Because I took a break from the blog for a while, I’ve missed some new art. But I also have a back catalog, if you will, of older art that still needs to make it to the blog. And the double mural at the Commodore Grille is an important work I should have put on the blog a long time ago.

What makes this work important is its location, for the Commodore Grille sits in the Holiday Inn building on West End. This makes the murals at the Commodore Grille some of the very first murals on a building owned by a national chain in Nashville. Depending on how you define “major,” it might also qualify for the very first on a building owned by a major chain. This mural and its companion (which I will feature soon in an upcoming post) were done by Mobe Oner (Eric Bass) in April 2019 in honor of the Grille’s 50th anniversary. As such, they beat out the mural at our local branch of Top Golf by a couple of months and the one at the Kroger near Five Points by a few more. The only mural at a national chain in Nashville that appeared earlier that I am aware of is the one at what used to be a Holler & Dash and is now rebranded as a branch of Maple Street Biscuit Company. That one was created by Meghan Wood of I Saw the Sign in early 2018. Ashley Bergeron of The Studio 208 helped Mobe Oner get the Grille and Holiday Inn to take this leap and put local art on a national chain.

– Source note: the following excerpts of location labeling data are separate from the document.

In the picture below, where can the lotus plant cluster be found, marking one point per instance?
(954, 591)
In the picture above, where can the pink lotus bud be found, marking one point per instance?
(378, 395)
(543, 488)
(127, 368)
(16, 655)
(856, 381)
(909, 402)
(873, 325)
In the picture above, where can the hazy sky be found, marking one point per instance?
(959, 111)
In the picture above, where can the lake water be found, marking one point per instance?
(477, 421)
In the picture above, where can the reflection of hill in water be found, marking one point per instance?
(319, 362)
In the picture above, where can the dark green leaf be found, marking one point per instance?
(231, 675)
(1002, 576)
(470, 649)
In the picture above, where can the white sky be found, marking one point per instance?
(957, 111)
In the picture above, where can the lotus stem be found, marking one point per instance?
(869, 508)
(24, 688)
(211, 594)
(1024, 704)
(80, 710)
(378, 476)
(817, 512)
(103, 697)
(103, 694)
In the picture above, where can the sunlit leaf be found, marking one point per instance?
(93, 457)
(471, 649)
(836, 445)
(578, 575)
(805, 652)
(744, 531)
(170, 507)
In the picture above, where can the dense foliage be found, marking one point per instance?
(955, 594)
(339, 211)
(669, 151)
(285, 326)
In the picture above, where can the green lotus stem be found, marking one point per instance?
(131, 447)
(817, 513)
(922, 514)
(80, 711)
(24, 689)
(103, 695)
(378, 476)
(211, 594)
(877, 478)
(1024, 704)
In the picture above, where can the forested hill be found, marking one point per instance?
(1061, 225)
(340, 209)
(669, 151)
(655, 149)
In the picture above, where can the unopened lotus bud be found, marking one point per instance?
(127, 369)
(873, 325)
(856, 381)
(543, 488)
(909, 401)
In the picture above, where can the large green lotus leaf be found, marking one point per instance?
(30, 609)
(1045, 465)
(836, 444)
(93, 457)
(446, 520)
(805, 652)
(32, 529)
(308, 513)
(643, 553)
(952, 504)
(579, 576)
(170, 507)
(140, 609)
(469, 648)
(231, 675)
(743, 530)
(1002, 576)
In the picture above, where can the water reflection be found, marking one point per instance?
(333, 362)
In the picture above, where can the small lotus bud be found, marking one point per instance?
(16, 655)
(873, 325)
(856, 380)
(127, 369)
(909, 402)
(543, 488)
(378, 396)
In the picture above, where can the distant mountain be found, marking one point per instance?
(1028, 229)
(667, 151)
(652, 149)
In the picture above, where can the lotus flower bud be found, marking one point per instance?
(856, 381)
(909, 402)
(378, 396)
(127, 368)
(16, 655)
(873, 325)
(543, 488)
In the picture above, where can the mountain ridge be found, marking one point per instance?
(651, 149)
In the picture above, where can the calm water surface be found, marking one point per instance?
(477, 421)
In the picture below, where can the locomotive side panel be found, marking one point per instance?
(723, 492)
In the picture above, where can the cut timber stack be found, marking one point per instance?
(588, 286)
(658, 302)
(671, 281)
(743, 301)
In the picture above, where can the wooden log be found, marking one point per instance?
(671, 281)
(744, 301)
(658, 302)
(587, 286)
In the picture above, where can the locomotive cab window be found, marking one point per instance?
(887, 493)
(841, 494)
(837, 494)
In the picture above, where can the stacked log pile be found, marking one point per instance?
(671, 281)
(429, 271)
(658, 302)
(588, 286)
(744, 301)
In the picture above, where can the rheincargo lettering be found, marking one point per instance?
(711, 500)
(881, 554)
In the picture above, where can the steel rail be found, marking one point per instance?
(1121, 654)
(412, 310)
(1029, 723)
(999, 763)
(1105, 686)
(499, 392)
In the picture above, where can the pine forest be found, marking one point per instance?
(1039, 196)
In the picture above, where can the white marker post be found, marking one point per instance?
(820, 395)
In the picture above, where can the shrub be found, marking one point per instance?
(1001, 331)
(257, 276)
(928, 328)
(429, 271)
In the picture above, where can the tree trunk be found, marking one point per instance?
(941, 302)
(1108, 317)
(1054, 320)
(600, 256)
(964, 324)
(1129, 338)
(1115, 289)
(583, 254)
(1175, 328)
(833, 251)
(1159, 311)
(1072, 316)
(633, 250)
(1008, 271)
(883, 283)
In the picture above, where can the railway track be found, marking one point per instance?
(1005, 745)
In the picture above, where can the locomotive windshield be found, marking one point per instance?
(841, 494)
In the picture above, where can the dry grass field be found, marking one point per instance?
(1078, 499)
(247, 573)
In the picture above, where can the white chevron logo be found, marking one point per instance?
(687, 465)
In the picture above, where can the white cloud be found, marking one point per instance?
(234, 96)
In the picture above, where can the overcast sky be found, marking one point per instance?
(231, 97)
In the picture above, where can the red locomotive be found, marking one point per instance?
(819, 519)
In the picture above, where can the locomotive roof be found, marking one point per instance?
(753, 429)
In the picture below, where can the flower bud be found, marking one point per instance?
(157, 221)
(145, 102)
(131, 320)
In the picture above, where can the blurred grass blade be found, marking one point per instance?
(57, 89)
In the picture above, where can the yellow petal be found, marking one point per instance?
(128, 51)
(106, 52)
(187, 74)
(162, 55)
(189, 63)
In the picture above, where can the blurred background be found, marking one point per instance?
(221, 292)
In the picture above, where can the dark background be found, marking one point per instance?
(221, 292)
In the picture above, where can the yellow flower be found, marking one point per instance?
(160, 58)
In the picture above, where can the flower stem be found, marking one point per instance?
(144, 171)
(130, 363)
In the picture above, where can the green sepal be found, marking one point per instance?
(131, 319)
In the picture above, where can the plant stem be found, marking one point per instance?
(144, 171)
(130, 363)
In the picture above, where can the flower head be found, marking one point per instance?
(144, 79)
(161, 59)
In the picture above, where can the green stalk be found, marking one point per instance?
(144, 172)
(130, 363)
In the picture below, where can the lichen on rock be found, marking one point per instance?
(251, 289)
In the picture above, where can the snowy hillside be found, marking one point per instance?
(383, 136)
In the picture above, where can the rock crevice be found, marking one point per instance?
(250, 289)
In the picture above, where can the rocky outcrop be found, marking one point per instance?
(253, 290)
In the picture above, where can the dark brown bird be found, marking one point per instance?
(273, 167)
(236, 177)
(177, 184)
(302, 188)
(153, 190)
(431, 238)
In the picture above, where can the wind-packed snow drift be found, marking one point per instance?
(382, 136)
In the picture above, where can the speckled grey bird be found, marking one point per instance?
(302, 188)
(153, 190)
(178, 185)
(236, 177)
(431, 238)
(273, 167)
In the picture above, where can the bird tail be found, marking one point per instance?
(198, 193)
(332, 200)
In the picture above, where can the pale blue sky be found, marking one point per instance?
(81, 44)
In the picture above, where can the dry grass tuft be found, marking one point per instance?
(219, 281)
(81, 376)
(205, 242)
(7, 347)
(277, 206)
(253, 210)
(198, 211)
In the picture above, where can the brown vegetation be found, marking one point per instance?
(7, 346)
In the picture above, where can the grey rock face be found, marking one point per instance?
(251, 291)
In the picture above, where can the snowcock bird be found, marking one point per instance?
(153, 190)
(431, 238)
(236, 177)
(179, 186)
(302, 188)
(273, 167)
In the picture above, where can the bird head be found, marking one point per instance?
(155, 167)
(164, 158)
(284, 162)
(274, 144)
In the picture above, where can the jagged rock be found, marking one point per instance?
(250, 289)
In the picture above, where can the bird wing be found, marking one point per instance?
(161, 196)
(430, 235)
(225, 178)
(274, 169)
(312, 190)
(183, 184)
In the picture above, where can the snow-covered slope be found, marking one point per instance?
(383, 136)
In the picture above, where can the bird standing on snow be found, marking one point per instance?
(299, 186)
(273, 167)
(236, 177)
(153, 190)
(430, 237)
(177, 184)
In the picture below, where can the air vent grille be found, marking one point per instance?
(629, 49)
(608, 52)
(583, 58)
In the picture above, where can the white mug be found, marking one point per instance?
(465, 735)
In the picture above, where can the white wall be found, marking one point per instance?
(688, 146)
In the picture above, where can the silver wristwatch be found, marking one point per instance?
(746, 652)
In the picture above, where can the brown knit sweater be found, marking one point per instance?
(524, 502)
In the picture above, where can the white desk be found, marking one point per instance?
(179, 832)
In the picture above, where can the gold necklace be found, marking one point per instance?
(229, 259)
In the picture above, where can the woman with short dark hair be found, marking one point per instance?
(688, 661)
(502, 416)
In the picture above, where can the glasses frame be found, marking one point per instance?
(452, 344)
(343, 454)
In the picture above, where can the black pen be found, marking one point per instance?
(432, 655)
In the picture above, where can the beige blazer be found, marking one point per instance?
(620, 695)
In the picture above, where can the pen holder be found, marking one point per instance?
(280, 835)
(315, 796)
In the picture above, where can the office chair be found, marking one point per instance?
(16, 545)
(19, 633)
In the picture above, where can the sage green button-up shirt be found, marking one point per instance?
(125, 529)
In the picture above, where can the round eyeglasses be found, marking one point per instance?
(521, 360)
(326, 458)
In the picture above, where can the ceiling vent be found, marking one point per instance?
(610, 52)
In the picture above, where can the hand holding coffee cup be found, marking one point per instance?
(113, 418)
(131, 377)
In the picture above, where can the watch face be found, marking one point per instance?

It’s also an early example of an interactive mural, or at least it was. At one point there was a stool in the middle where people could get their picture made between the two songwriters. While the famous wings mural was probably the first intentionally interactive mural in Nashville, as a trend interactive murals didn’t really take off until around the time the Commodore Grille murals went up. (The Gulch wings mural went up in 2016, around the time I started this blog.)

The anonymous songwriters in this mural are an obvious theme for the Commodore Grille, as songwriters’ nights and open mic nights are a regular feature of the entertainment there. If you want to see a very different version of Nashville music from the one found down on Lower Broad, you might want to check out the Commodore Grille.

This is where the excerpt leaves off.